Quello che conta è non farsi travolgere. Tutto ci travolge. Ora è il momento del virus. Alla tristezza personale se ne aggiunge una collettiva. Di punto in bianco ci si è trovati isolati dal mondo e da noi stessi, incapaci di far fronte al pericolo sconosciuto.
E poi si sa, l’uomo è un animale sociale, la relazione con gli altri è fondamentale per la nostra sopravvivenza. Invece ci dicono di chiuderci di “slegarci” gli uni con gli altri perché il virus detta legge. Una cosa è certa: pensiamo di più.
Meglio o peggio non importa, l’importante è esserci. O no? C’è un costante aumento di disturbi mentali o disordini affettivi non solo tra la popolazione più anziana e fragile ma soprattutto tra i più giovani, per non parlare dei bambini.

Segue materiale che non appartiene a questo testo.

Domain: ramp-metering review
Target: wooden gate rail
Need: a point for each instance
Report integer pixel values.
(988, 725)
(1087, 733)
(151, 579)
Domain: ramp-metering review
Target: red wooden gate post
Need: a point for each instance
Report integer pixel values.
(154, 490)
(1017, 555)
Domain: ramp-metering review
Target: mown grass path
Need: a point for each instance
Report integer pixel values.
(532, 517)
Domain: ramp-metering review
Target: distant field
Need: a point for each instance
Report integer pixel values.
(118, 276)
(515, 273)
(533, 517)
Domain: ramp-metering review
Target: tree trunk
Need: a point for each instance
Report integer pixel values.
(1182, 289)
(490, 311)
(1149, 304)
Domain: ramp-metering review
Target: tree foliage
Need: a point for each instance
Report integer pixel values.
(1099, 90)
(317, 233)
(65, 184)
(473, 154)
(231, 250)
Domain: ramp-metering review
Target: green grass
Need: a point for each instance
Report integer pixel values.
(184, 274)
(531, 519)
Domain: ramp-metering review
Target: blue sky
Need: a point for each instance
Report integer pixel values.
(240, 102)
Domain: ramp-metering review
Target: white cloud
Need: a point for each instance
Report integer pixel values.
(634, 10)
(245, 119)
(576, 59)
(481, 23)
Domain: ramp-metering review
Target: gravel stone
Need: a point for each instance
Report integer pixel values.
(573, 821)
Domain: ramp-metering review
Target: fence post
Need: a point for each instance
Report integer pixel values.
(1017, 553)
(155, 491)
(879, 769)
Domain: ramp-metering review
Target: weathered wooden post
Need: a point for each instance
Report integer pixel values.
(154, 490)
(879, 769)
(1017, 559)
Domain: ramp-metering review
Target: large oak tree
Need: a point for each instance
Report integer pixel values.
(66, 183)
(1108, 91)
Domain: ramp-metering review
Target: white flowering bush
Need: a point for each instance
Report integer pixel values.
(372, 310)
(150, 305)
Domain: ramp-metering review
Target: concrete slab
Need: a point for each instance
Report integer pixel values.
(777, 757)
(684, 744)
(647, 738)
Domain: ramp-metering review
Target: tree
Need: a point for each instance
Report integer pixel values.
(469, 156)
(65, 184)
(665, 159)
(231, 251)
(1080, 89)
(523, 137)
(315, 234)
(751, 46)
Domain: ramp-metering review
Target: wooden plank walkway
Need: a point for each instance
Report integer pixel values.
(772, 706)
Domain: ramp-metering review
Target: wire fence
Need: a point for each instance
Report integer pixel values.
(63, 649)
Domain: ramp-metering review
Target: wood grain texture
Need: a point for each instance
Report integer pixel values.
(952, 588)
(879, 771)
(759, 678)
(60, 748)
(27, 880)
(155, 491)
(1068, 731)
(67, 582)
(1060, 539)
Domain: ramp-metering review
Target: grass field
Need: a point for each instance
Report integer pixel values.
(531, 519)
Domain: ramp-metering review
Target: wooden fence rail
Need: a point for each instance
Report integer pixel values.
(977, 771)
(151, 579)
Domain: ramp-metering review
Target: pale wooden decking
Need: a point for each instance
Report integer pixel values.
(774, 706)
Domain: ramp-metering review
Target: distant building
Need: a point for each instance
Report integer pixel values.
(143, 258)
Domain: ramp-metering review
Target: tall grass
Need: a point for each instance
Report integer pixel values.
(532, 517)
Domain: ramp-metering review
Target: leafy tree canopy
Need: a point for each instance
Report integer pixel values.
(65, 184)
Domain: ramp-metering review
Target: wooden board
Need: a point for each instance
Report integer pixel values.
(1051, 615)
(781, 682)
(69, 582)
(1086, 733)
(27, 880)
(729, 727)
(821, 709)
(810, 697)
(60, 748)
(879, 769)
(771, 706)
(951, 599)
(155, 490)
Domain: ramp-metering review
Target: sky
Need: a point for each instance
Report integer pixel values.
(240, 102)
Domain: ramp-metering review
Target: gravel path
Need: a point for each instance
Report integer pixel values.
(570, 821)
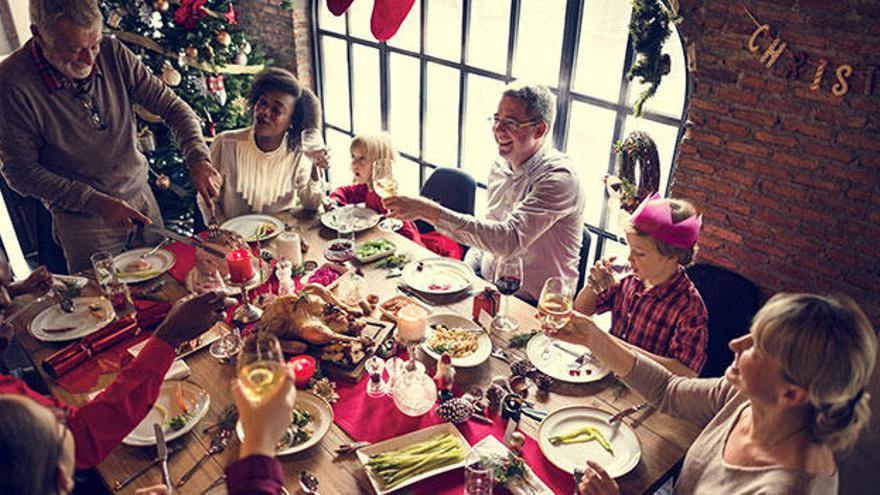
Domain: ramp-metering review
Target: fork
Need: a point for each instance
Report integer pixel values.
(218, 444)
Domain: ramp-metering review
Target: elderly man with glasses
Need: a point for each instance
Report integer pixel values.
(535, 205)
(67, 130)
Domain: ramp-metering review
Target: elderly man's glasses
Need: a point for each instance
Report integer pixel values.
(510, 124)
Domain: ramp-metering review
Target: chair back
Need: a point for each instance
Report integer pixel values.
(583, 260)
(732, 301)
(452, 188)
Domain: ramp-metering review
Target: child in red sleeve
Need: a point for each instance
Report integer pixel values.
(656, 308)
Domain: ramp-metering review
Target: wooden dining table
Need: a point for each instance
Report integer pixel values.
(663, 439)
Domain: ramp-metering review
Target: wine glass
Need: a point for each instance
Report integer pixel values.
(554, 308)
(260, 366)
(385, 186)
(508, 279)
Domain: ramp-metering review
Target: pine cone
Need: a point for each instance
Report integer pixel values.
(521, 367)
(455, 410)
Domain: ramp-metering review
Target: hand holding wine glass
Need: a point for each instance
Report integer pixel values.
(260, 366)
(385, 186)
(508, 280)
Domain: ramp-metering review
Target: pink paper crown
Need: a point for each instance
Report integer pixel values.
(654, 217)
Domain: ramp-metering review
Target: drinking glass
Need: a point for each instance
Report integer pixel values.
(508, 280)
(479, 471)
(260, 366)
(105, 273)
(554, 307)
(385, 186)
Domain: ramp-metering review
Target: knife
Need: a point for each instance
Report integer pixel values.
(162, 454)
(191, 241)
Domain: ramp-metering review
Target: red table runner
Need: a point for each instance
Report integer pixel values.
(377, 419)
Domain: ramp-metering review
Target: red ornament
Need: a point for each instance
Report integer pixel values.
(189, 13)
(238, 261)
(304, 369)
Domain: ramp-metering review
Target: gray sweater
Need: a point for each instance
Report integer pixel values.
(715, 405)
(49, 148)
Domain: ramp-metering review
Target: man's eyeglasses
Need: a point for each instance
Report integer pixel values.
(88, 102)
(510, 124)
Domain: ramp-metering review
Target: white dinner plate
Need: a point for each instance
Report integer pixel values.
(401, 442)
(159, 262)
(322, 418)
(248, 225)
(197, 401)
(438, 275)
(364, 218)
(484, 343)
(555, 362)
(82, 321)
(624, 443)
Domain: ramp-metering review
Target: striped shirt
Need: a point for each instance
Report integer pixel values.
(669, 320)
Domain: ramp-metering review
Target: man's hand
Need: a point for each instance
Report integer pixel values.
(410, 208)
(38, 282)
(118, 214)
(207, 180)
(596, 481)
(192, 316)
(264, 423)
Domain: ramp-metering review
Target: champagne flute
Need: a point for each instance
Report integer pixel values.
(385, 186)
(508, 279)
(260, 366)
(554, 308)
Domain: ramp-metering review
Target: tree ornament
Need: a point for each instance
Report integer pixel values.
(170, 75)
(223, 38)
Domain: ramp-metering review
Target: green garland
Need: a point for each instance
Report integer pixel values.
(649, 29)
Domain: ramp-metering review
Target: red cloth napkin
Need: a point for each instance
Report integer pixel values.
(377, 419)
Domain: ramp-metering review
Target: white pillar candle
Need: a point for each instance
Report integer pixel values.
(290, 248)
(411, 323)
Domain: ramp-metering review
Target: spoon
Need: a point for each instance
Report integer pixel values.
(308, 482)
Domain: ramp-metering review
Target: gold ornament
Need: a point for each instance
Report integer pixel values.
(223, 38)
(171, 76)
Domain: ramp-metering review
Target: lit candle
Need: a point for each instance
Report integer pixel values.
(303, 369)
(238, 261)
(411, 323)
(290, 247)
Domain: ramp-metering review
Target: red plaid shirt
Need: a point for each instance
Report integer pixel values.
(668, 320)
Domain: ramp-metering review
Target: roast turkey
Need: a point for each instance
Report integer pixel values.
(314, 315)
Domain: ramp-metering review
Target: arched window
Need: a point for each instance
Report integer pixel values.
(436, 82)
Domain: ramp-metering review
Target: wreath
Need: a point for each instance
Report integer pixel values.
(637, 148)
(649, 29)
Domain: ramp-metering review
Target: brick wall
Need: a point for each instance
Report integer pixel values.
(789, 178)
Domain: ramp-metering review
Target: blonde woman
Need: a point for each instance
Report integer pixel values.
(794, 395)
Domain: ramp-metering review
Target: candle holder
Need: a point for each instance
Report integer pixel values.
(247, 313)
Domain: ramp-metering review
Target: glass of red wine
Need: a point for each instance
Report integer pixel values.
(508, 279)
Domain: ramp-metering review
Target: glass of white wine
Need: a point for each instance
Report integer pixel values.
(260, 366)
(385, 186)
(554, 307)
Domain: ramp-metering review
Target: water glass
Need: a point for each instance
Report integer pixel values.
(478, 473)
(105, 273)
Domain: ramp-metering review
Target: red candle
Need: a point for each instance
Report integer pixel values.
(238, 261)
(303, 368)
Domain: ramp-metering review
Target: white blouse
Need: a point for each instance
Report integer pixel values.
(255, 181)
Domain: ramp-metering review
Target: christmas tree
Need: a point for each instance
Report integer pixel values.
(197, 48)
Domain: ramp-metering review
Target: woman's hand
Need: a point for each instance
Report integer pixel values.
(596, 481)
(264, 423)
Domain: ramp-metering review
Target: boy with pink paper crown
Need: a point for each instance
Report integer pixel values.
(655, 308)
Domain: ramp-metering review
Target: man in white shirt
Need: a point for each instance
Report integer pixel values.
(535, 206)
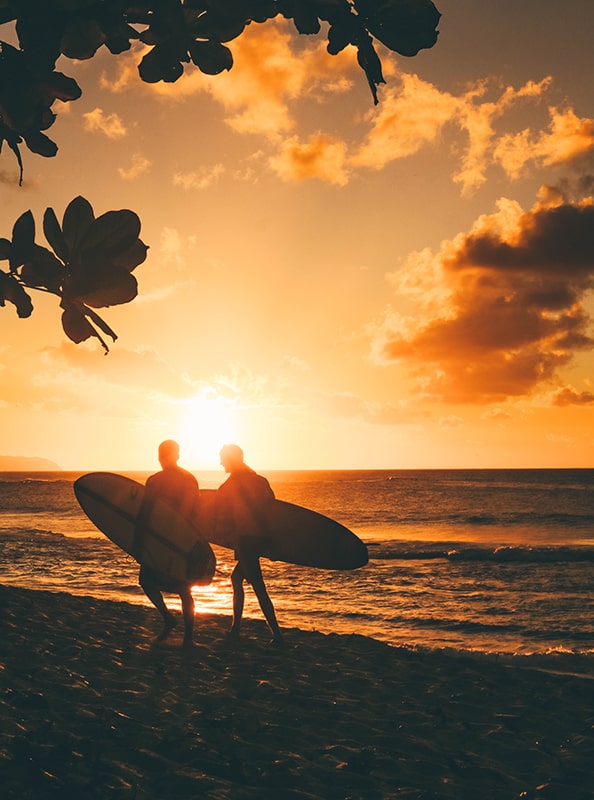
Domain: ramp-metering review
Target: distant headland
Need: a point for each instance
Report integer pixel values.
(27, 464)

La solitudine fa male a tutti ma ad alcuni fa male di più. Prendiamo i bambini, ad esempio. Il loro corpo e la loro mente si stanno ancora formando, sono ancora “embrionali”, non hanno uno scudo che li protegga dal male, sono indifesi. Costretti, per forza di cose, a relazionarsi attraverso un computer, hanno dimenticato cosa vuol dire parlarsi, toccarsi abbracciarsi, giocare insieme.
Il gioco è fondamentale per sviluppare la conoscenza del proprio corpo e quello degli altri, per conoscere e conoscersi, prestare attenzione, volersi bene. Sempre più bambini hanno dimenticato il valore del “gioco condiviso”, quel modo di condividere lo stesso tempo e lo stesso spazio scambiandosi i ruoli, stiamo perdendo di vista il “bambino mondo”, il mondo visto con gli occhi di un bambino perché poco importa agli adulti il “bambino mondo”, ciò che conta è quello che vogliono “i grandi”, la loro visione delle cose, la loro inquadratura. Ogni tanto dovremmo riflettere su questo, cambiare la nostra visione o inquadratura, il nostro sguardo. E imparare ad ascoltare anche il silenzio.
«Solo un bambino può capire un bambino quando vede piangere un lago».